Planning Wind Turbine Installation in Regard to Sound
To make matters easy, it is quite simple to predict what noise wind turbines will generate in advance. This is quite standard and it is only in exceptional circumstances that the noise would be considered unacceptable.
Background Noise: Masking Noise Drowns out Turbine Noise
No landscape will ever be completely silent. Noise will be generated by wildlife, especially birds and human activities. Then there is the noise produced by wind agitating foliage (grass, leaves, trees, etc) and man made structures (especially metal building materials and masts etc.). These background noises will be louder than any potential sound from a wind turbine, especially as the noise produced by wind movement over the landscape will increase at a greater rate with wind speed than the noise produced by a modern turbine.
Because of this variable, it can make it very difficult to measure the sound impact on a location from a wind turbine with any accuracy. With wind speeds of around eight metres per second and above, the issue becomes moot as any background noise will effectively drown out the noise a turbine can make completely.
How the surroundings effect sound propagation
Sound, as you may remember from your school science lessons, is a physical force which is reflected by hard surfaces, and absorbed by soft surfaces. This means that sound generated by a turbine will radiate out unevenly as it is effected terrain and building surfaces. This can have a large impact on the sound levels at different locations, despite being the same distance from the source. On top of the effects of the physical environment there is also the wind direction to consider. Sound does not travel well against the flow of air, meaning that upwind of a wind turbine is sheltered to a greater extent than downwind.

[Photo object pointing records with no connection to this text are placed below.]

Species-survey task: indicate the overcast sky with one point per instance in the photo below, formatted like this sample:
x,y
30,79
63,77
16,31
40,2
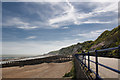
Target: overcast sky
x,y
35,28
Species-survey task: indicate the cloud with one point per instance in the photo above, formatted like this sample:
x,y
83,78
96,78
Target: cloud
x,y
17,22
59,0
65,27
71,16
31,37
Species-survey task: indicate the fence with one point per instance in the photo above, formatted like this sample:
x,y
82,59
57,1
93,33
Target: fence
x,y
83,68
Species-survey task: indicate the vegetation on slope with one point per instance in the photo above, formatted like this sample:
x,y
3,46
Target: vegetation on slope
x,y
107,39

Human perceptions of sound
Noise is a very subjective thing, ask anyone who has lived next to a railway line for a few years. It isn't just how used to a noise you are, but how pleasant you find it. The sound of waves on the beach, or birds in the trees can be quite enjoyable and relaxing, yet the neighbour's radio can grate on all but the most tranquil nerves. This is despite the fact that the neighbours stereo may be much quieter than the waves and the birds.
This generally comes down to how the brain processes sound inputs. Although it may simply be that you and your neighbour do not see eye to eye on the definition of good music. What really defiens the difference is information content. Waves emit an entirely random "white" noise, bird song is also (as far as most people are concerned) random, whereas a radio has human created content, something which your brain will automatically try to process. Like speech or music, your brain picks out the meaning entirely unconsciously. It doesn't help if you can barely hear the radio, in fact this can make it worse, your brain may not be able to determine the information contained in the sound and you find yourself straining to hear what is being said or sung.
Irritating sound is often referred to as noise (or more specifically 'unwanted noise'). Since the difference between unwanted noise and other sounds is a personal and highly psychological phenomenon, it is never a simple task to make a satisfactory model of sound phenomena.
A study carried out by the research institute DK Teknik, in Denmark indicates that perception of the noise generated by a wind turbine has more to do with the individuals attitude to the win turbines, than the actual noise itself.